I was angry (really? ya think? lol) when I wrote that post. The constant comments about my changing body drove me insane. Obviously, the comments were positive but they embarrassed me and upset me. The constant compliments on my new clothing choices confused me and I never knew how to react.

So I reacted by being angry and upset. I remember chiding people about their comments regarding my physical appearance. They did learn to stop, but I think they never understood it. I remember not feeling understood. After all, why was I not exultant about what was happening to my body?

It is 2016 and I am not angry any more. At least not about the body changes or the clothing compliments. Now, I’m more focused on the baggage that doesn’t melt away when the pounds melt away. I’m more focused on dealing with the expectations that I had about what life would be like when I became slim and more physically attractive to men. I thought that I would have had a romantic relationship with someone by now, and that has not happened. I thought my dysthymia (mild, chronic depression, less severe with fewer symptoms than major depression) would have eased up.

So I’m thinking that maybe I’m angry about that right now. 2016 is probably going to be all about adjusting my expectations about my life. As far as the baggage goes, it’s probably time to unpack my suitcases and deal with the contents!

Pain is the Teacher

This morning I was thinking about pain and how it makes you grow as a person. How it makes you resilient. Because pain, both physical and emotional, is a great teacher. It shows that you can endure, get through, and survive.

Today, I am thinking about physical pain. In the past 10 years, I have had 3 surgeries and a broken shoulder. I had my gallbladder taken out on an emergency basis after suffering several years of undiagnosed back pain. I broke my shoulder and it went undiagnosed for several months; PT for it was brutal. I had gastric bypass — that involved both physical and psychic pain. Now, I am recovering from a tummy tuck and a breast lift.

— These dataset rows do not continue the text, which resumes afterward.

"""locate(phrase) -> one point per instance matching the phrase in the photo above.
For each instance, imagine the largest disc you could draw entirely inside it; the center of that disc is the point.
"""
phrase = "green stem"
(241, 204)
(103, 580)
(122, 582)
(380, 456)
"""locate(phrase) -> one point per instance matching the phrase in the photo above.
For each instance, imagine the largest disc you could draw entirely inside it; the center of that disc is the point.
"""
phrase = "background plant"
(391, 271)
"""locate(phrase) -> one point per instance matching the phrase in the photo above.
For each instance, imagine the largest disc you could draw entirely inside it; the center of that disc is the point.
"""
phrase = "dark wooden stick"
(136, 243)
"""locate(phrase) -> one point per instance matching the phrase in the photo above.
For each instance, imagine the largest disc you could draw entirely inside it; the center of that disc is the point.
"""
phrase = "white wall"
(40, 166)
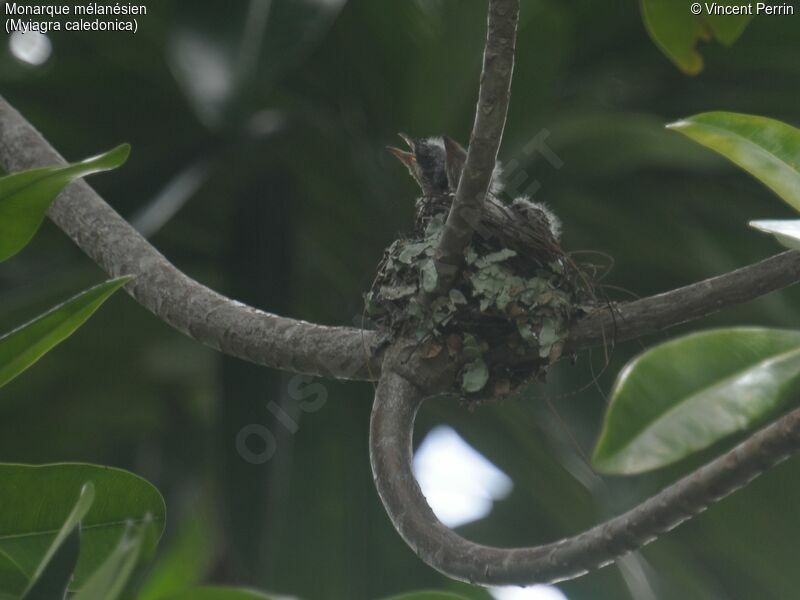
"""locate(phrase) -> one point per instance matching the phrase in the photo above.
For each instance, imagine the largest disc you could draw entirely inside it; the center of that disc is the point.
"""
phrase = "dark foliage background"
(281, 117)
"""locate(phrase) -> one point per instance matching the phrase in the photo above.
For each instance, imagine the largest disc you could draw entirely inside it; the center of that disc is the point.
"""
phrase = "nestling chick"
(436, 164)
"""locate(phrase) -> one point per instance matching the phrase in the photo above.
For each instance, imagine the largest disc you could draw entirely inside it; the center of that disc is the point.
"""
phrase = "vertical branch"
(487, 133)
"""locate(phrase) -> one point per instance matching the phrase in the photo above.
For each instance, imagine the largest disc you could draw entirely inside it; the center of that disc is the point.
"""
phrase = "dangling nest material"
(518, 291)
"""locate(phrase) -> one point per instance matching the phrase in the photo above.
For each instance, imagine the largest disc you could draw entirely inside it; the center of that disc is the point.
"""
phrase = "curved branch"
(338, 352)
(188, 306)
(484, 144)
(396, 404)
(649, 315)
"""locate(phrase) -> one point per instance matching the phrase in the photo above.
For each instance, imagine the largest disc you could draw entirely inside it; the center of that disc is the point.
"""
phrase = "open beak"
(407, 158)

What will all this teach me? What will your pain teach you?

I think one of the biggest things I have learned (especially with the bariatric surgery) is that you can fix yourself physically, but it really brings your emotional and mental baggage to the forefront.  Changing your body doesn’t change your emotional or psychological make up.  You still have to deal with all the things that made you overweight in the first place. 2 years after my gastric bypass, I think that I still work on my emotional life very hard. I still struggle to overcome self-esteem issues.  I still have the desire to eat large amounts, even though I have gotten used to not eating that way. I struggle with the boredom that cooking and eating and dining out used to cure. I work daily on coping skills and activities that keep the boredom demon at bay.

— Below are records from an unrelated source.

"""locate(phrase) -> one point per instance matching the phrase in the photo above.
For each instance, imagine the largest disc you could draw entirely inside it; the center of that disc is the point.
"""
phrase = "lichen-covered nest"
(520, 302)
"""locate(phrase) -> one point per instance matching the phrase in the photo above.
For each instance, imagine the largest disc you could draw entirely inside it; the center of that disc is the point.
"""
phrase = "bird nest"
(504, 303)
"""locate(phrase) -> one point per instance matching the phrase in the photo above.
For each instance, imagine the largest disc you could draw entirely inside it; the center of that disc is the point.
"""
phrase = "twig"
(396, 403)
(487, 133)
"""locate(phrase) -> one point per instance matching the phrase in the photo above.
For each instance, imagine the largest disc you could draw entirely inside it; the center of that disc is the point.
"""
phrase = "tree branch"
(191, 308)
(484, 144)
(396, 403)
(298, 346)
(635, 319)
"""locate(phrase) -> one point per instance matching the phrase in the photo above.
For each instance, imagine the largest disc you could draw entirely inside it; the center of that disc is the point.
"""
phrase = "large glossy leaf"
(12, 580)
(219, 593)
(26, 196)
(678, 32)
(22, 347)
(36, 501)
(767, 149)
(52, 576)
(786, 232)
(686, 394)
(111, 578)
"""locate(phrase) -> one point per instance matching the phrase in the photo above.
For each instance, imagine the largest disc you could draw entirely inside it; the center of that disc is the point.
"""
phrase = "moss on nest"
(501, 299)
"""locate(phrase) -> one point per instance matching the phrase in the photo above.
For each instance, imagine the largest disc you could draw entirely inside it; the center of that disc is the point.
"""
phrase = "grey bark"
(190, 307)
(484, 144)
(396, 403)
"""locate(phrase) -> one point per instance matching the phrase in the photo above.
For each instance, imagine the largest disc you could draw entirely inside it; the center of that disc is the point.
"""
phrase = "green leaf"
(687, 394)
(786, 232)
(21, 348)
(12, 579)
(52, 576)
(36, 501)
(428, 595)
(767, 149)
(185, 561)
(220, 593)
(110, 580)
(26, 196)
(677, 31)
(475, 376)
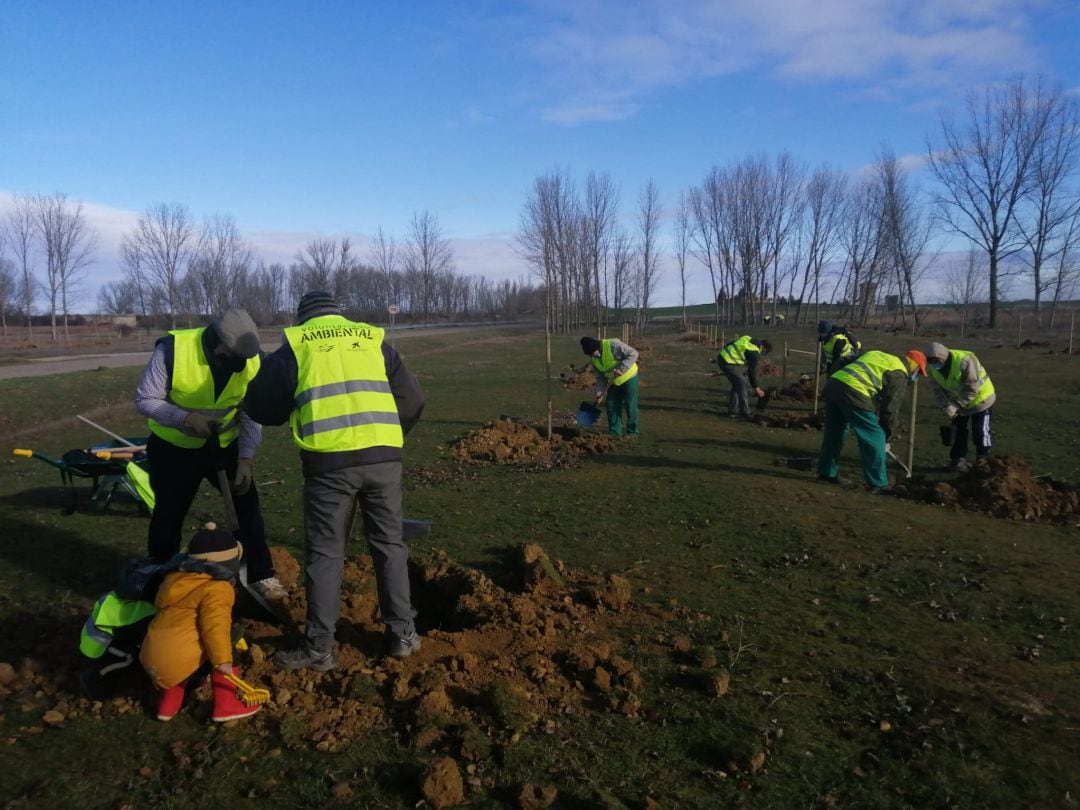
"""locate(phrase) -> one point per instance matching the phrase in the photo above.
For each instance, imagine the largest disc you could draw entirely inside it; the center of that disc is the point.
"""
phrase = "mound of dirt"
(1004, 487)
(505, 661)
(800, 391)
(512, 442)
(790, 421)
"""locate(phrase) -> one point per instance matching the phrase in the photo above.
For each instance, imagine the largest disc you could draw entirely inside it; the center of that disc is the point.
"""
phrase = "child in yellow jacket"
(193, 626)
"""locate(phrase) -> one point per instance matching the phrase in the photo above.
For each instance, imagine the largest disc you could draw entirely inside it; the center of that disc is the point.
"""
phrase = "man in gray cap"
(963, 391)
(350, 401)
(190, 392)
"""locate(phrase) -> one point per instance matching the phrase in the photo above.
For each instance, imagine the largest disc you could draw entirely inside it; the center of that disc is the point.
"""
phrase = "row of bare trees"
(772, 233)
(588, 261)
(46, 232)
(175, 267)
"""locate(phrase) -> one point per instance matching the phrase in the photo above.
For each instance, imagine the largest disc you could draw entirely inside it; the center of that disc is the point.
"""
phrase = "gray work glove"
(201, 424)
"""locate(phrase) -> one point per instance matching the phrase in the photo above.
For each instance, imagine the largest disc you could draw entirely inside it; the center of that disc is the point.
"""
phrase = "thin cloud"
(606, 56)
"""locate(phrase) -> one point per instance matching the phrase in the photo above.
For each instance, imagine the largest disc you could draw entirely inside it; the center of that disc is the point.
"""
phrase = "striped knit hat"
(214, 545)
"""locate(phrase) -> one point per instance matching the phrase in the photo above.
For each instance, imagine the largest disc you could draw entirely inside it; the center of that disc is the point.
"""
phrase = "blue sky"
(308, 119)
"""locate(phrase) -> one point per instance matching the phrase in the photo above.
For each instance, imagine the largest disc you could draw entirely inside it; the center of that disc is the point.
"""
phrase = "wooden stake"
(910, 429)
(817, 378)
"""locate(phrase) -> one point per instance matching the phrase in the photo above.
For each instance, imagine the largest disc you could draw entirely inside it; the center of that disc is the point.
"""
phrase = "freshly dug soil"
(800, 391)
(512, 442)
(1004, 487)
(790, 421)
(507, 660)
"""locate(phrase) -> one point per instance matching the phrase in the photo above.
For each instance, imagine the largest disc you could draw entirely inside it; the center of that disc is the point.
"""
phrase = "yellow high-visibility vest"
(734, 352)
(606, 362)
(342, 400)
(192, 389)
(952, 385)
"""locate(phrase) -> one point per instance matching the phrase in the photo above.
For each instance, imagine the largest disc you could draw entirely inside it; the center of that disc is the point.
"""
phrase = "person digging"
(866, 395)
(964, 393)
(615, 365)
(742, 351)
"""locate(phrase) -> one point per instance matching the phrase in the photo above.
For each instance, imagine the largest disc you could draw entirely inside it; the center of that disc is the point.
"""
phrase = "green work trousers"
(869, 435)
(623, 399)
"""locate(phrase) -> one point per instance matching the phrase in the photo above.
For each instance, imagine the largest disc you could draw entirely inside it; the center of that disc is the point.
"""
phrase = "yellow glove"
(243, 480)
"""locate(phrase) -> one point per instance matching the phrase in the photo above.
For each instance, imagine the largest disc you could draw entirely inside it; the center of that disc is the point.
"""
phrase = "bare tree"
(822, 224)
(680, 242)
(9, 289)
(648, 248)
(904, 227)
(160, 250)
(67, 244)
(118, 297)
(1051, 204)
(428, 256)
(220, 264)
(597, 224)
(21, 231)
(964, 285)
(984, 165)
(860, 240)
(385, 260)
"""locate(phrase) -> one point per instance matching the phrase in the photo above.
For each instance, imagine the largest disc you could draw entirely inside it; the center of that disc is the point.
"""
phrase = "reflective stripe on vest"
(952, 385)
(192, 389)
(342, 400)
(109, 612)
(606, 362)
(734, 353)
(865, 375)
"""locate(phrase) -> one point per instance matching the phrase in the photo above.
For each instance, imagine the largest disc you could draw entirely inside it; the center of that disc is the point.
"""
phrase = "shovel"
(233, 523)
(905, 468)
(589, 413)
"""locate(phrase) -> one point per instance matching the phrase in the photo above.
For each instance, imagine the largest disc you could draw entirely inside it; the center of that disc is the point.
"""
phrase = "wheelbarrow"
(107, 468)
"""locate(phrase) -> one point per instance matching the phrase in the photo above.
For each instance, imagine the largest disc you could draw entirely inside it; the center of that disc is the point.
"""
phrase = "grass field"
(885, 653)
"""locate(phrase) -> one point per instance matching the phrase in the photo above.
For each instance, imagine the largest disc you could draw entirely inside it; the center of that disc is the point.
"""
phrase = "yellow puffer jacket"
(193, 624)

Today, I am learning that this process may never end.  Pain will always be my teacher. I will always be learning the lessons.

Coping Skills

These are the coping skills that I have from the bariatric surgery:
Do Art.
Exercise (esp walking and taking exercise classes)
Leave the house! Go do something!
Call a friend!
Read.
Knit.

In the early days and months after my bariatric surgery, the “leave the house” coping skill was fundamental and important to me. I frequently went to exercise classes — combining two coping skills.

I’m thinking about adding more. Because some of my coping skills are becoming less interesting to me (like the knitting, though I am still knitting — just not as much)

Everyone has coping skills, regardless of whatever your life is presenting to you (maybe your life is going great! smile emoticon ) …what do you like to do?